Comment est-ce qu’un chroniqueur automobile qui n’a pas possédé de véhicule depuis dix, voire vingt ans, peut-il être en position de vous conseiller sur la façon d’en acheter un? Je m’interroge encore sur la question. Cela dit, je l’admets, la voiture média fait aussi partie de ma vie. Et le jour où elle disparaîtra de ma réalité, il s’agira d’un deuil. Rien de moins.

Il y a aujourd’hui vingt ans, on me prêtait un premier char de presse! Une Volvo S40 1,9T 2000, empruntée dans le cadre d’un match comparatif du Guide de l’auto 2001.

Difficile de vous décrire quel était pour moi le degré d’excitation de pouvoir me promener plusieurs jours au volant de cette voiture neuve, sur laquelle j’allais être appelé à donner mes impressions. Et franchement, le modèle de voiture n’avait pas d’importance. Parce que le seul fait de pouvoir y accéder était excitant. Inutile de vous dire que je suis rapidement devenu accroc! Même si à l’époque, plusieurs compagnies me refusaient l’accès à leurs véhicules.

En fait, Honda, Ford, Kia et Suzuki ont été parmi les premiers à me prêter des véhicules sans restriction. Difficile à croire, mais je prenais plaisir à sauter derrière le volant d’une Suzuki Esteem pour l’évaluer de fond en comble. Avec la sérieuse conviction que j’allais livrer la meilleure analyse possible. Me suis-je parfois planté? Vous n’avez pas idée! Parce que pour bien faire ce travail, qu’on le veuille ou non, ça prend plus qu’une conviction et une passion. Les connaissances sur l’industrie, la recherche et bien sûr, l’expérience, sont également nécessaires pour bien livrer ses impressions sur un produit. Et comme plusieurs de mes collègues, je l’ai appris à mes dépens.

En toute humilité, mes connaissances n’ont pas souvent été un problème. En revanche, lorsqu'on me confiait pour la première fois les clés d’une BMW 540i, laquelle avait été conduite la semaine d’avant par Jacques Duval, j’avais le sentiment de ne pas pouvoir livrer la même qualité de travail. Mais…oui, j’étais toujours aussi excité!

Depuis le début des années 2000, rares sont les semaines où je n’ai pas emprunté de voitures. Parce que mon métier me le demande, et parce que j’adore ça. Parmi les plus mémorables? La BMW M Coupe 2006, la Pagani Huayra, l’Echo RS 2004 ou la Saab 9-3x. Toutes pour des raisons bien différentes, vous vous en doutez bien. Et j’ajouterais à cela la Pontiac G6 2009, qu’on m’a obligé à retourner chez GM le jour où on annonçait la faillite de l’entreprise. On m’a par la suite affirmé que j’étais le dernier journaliste canadien à avoir conduit une Pontiac…

La centaine de voitures empruntées chaque année ne m’a toutefois pas empêché de posséder, depuis le début de mon métier, des dizaines de voitures, qui contribuent elles aussi à assouvir ma passion.
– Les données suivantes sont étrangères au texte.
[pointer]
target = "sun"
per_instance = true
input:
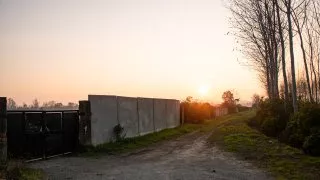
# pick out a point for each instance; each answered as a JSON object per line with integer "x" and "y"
{"x": 203, "y": 90}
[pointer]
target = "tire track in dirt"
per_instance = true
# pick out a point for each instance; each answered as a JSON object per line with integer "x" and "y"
{"x": 185, "y": 158}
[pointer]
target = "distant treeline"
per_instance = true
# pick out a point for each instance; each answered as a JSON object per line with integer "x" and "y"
{"x": 36, "y": 105}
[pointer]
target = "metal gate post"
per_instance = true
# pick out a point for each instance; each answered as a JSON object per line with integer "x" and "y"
{"x": 84, "y": 123}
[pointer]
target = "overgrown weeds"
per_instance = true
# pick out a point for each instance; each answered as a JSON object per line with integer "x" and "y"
{"x": 284, "y": 162}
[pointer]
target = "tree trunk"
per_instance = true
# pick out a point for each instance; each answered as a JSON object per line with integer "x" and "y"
{"x": 293, "y": 73}
{"x": 283, "y": 56}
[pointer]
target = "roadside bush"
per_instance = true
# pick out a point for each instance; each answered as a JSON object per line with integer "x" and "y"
{"x": 271, "y": 117}
{"x": 312, "y": 144}
{"x": 292, "y": 134}
{"x": 302, "y": 130}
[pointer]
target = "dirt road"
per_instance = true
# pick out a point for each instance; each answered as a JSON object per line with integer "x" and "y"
{"x": 187, "y": 157}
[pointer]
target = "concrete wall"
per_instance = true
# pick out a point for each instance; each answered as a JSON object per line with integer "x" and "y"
{"x": 138, "y": 116}
{"x": 103, "y": 118}
{"x": 145, "y": 109}
{"x": 160, "y": 114}
{"x": 128, "y": 115}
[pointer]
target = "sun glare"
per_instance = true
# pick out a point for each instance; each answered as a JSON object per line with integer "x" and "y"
{"x": 203, "y": 90}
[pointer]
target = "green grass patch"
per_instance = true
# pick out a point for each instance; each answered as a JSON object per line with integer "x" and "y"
{"x": 233, "y": 134}
{"x": 129, "y": 144}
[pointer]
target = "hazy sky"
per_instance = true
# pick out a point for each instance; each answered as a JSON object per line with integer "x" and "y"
{"x": 64, "y": 50}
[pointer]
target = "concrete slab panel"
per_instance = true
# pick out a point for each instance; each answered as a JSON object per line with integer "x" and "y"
{"x": 103, "y": 118}
{"x": 128, "y": 116}
{"x": 146, "y": 125}
{"x": 173, "y": 110}
{"x": 177, "y": 114}
{"x": 160, "y": 121}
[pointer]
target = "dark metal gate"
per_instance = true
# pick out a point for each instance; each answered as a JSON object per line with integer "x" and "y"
{"x": 42, "y": 134}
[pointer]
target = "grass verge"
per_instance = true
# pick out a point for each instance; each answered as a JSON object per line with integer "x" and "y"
{"x": 130, "y": 144}
{"x": 24, "y": 173}
{"x": 233, "y": 134}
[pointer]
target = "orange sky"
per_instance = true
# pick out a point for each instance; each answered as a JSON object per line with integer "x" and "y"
{"x": 63, "y": 51}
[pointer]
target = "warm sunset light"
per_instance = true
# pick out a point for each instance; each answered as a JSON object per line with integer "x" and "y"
{"x": 203, "y": 90}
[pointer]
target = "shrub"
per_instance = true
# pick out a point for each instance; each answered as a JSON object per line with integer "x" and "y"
{"x": 312, "y": 144}
{"x": 272, "y": 117}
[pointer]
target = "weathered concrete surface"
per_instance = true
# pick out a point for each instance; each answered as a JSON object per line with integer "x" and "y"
{"x": 177, "y": 114}
{"x": 128, "y": 116}
{"x": 172, "y": 114}
{"x": 145, "y": 107}
{"x": 3, "y": 136}
{"x": 103, "y": 118}
{"x": 160, "y": 121}
{"x": 186, "y": 158}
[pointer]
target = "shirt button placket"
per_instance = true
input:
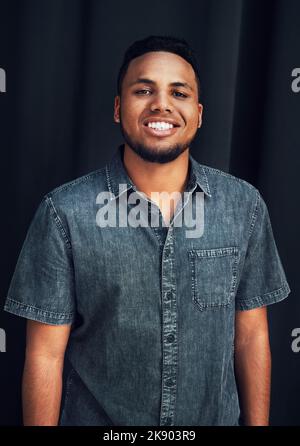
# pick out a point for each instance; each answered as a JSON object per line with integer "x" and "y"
{"x": 169, "y": 333}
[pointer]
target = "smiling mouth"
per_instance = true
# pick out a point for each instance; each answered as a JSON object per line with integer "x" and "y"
{"x": 160, "y": 130}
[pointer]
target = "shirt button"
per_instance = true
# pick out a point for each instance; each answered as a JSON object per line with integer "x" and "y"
{"x": 170, "y": 338}
{"x": 169, "y": 295}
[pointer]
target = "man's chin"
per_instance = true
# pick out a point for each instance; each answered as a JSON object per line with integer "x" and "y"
{"x": 160, "y": 154}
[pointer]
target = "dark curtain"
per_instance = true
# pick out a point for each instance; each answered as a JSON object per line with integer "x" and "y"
{"x": 61, "y": 59}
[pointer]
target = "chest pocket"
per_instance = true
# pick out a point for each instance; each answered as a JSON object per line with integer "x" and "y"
{"x": 214, "y": 274}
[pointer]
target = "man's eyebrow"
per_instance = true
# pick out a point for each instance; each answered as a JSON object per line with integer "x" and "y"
{"x": 144, "y": 80}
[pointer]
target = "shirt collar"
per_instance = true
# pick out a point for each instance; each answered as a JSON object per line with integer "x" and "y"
{"x": 116, "y": 175}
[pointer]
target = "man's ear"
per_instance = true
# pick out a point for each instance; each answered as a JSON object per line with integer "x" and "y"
{"x": 117, "y": 109}
{"x": 200, "y": 110}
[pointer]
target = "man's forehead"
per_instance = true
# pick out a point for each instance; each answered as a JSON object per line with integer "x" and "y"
{"x": 154, "y": 65}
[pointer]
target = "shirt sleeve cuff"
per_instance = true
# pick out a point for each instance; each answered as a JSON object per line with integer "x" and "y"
{"x": 264, "y": 299}
{"x": 37, "y": 314}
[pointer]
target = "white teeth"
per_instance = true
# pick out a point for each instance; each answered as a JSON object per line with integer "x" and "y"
{"x": 160, "y": 125}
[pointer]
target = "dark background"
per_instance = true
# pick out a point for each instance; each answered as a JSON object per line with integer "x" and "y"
{"x": 61, "y": 59}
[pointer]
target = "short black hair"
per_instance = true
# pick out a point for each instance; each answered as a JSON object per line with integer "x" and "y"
{"x": 158, "y": 43}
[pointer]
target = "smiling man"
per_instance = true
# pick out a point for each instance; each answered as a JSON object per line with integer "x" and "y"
{"x": 149, "y": 326}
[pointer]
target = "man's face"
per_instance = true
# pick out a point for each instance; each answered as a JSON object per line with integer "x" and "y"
{"x": 158, "y": 87}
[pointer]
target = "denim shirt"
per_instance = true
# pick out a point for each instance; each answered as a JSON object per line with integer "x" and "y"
{"x": 152, "y": 310}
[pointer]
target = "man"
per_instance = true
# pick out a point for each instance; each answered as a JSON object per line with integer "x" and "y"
{"x": 150, "y": 326}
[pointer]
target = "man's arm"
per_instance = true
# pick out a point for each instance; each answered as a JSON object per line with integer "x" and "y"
{"x": 253, "y": 365}
{"x": 42, "y": 376}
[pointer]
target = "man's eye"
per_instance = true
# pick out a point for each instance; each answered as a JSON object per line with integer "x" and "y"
{"x": 142, "y": 91}
{"x": 181, "y": 95}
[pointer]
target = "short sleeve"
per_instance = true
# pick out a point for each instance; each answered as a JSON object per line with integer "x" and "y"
{"x": 262, "y": 281}
{"x": 42, "y": 286}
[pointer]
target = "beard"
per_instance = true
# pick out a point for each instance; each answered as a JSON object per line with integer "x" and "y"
{"x": 156, "y": 154}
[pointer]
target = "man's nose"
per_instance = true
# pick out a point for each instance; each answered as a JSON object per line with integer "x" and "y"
{"x": 161, "y": 102}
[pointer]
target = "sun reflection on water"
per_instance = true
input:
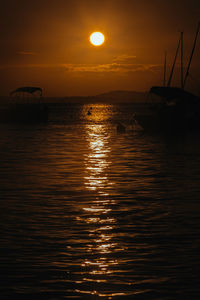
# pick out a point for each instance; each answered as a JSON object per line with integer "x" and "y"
{"x": 97, "y": 213}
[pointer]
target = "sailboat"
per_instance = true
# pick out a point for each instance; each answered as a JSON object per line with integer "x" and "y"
{"x": 176, "y": 108}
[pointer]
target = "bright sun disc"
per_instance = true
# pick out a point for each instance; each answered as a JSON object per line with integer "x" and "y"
{"x": 97, "y": 38}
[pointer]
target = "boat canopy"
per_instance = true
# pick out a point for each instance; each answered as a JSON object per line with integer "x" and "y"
{"x": 169, "y": 93}
{"x": 27, "y": 89}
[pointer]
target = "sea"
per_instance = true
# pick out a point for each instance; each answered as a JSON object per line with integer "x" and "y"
{"x": 90, "y": 211}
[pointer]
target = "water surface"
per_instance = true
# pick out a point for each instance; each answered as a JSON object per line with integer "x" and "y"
{"x": 87, "y": 212}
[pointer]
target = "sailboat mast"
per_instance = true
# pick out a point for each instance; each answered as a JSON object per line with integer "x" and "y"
{"x": 173, "y": 66}
{"x": 190, "y": 60}
{"x": 165, "y": 67}
{"x": 182, "y": 85}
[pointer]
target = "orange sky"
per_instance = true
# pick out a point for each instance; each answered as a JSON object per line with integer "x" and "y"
{"x": 46, "y": 44}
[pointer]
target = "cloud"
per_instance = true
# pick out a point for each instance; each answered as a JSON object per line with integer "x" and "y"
{"x": 26, "y": 53}
{"x": 124, "y": 58}
{"x": 113, "y": 67}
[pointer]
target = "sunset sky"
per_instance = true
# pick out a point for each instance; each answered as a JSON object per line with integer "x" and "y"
{"x": 46, "y": 43}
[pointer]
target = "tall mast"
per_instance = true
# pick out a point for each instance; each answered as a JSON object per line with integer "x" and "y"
{"x": 173, "y": 66}
{"x": 190, "y": 60}
{"x": 165, "y": 67}
{"x": 182, "y": 85}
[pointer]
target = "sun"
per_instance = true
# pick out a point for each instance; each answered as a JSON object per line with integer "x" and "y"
{"x": 97, "y": 38}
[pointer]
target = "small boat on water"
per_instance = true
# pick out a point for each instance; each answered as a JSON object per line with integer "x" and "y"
{"x": 178, "y": 110}
{"x": 173, "y": 108}
{"x": 24, "y": 105}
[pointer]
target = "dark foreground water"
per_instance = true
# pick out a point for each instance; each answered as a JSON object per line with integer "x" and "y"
{"x": 87, "y": 212}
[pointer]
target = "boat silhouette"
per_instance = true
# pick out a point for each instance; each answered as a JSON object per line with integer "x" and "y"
{"x": 174, "y": 109}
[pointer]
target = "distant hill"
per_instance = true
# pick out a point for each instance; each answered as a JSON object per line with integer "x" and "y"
{"x": 109, "y": 97}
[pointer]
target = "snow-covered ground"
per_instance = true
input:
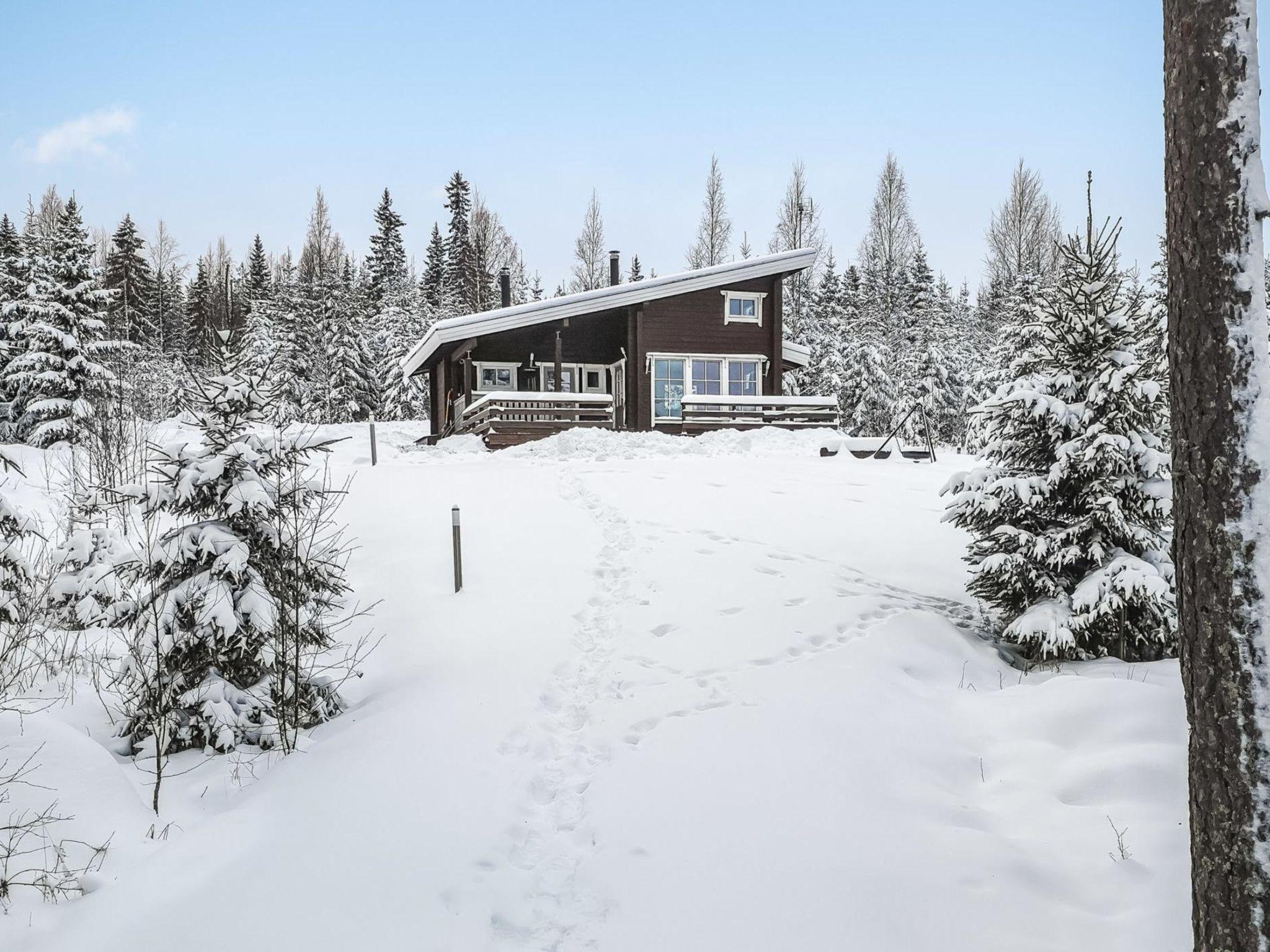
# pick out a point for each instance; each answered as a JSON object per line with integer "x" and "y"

Des voitures neuves pour les besoins familiaux, et qui m’ont permis de vivre de vraies expériences client, mais surtout des plus vieilles. Parfois, de véritables cancers sur roues et d’autres fois, de vieux classiques ou de belles sportives. Et puis, des camionnettes! Parce que j’aime ça. Un plaisir coupable…

Vingt ans plus tard, la même passion m’habite. J’emprunte encore des voitures, deux par semaine, de manière candide, comme s’il s’agissait d’un acquis. Ce qui n’est évidemment pas le cas. Or, pour la première fois cet hiver, je dois vous admettre une chose. Je me suis un peu lassé.

Certes, de l’hiver lui-même (!), mais aussi de conduire tous ces damnés VUS qui manquent cruellement de personnalité. Santa Fe, Pathfinder, Edge, Pilot, Acadia, Tiguan, nommez-les. Pour la plupart très compétents, mais tous conçus sur le même genre de moule. Pas d’âme, de passion. Vous pourriez pratiquement interchanger les logos de leur calandre que personne ne s’en rendrait compte!

Alors, ce printemps, je vous le jure…je vais conduire mes voitures! Plus que jamais. Prendre plaisir au volant de ma vieille Honda CRX, de ma puissante Mustang ou même de ma très caricaturale AMC Matador familiale 1978!

Sauf que…dans les prochaines semaines, j’ai aussi à l’horaire l’essai de la Volkswagen Arteon, du Jeep Cherokee turbo, de la Chevrolet Camaro 1LE et de la Nissan Leaf Plus. Oui, je sais…pas facile comme dilemme. Mais bon, c’est ma réalité!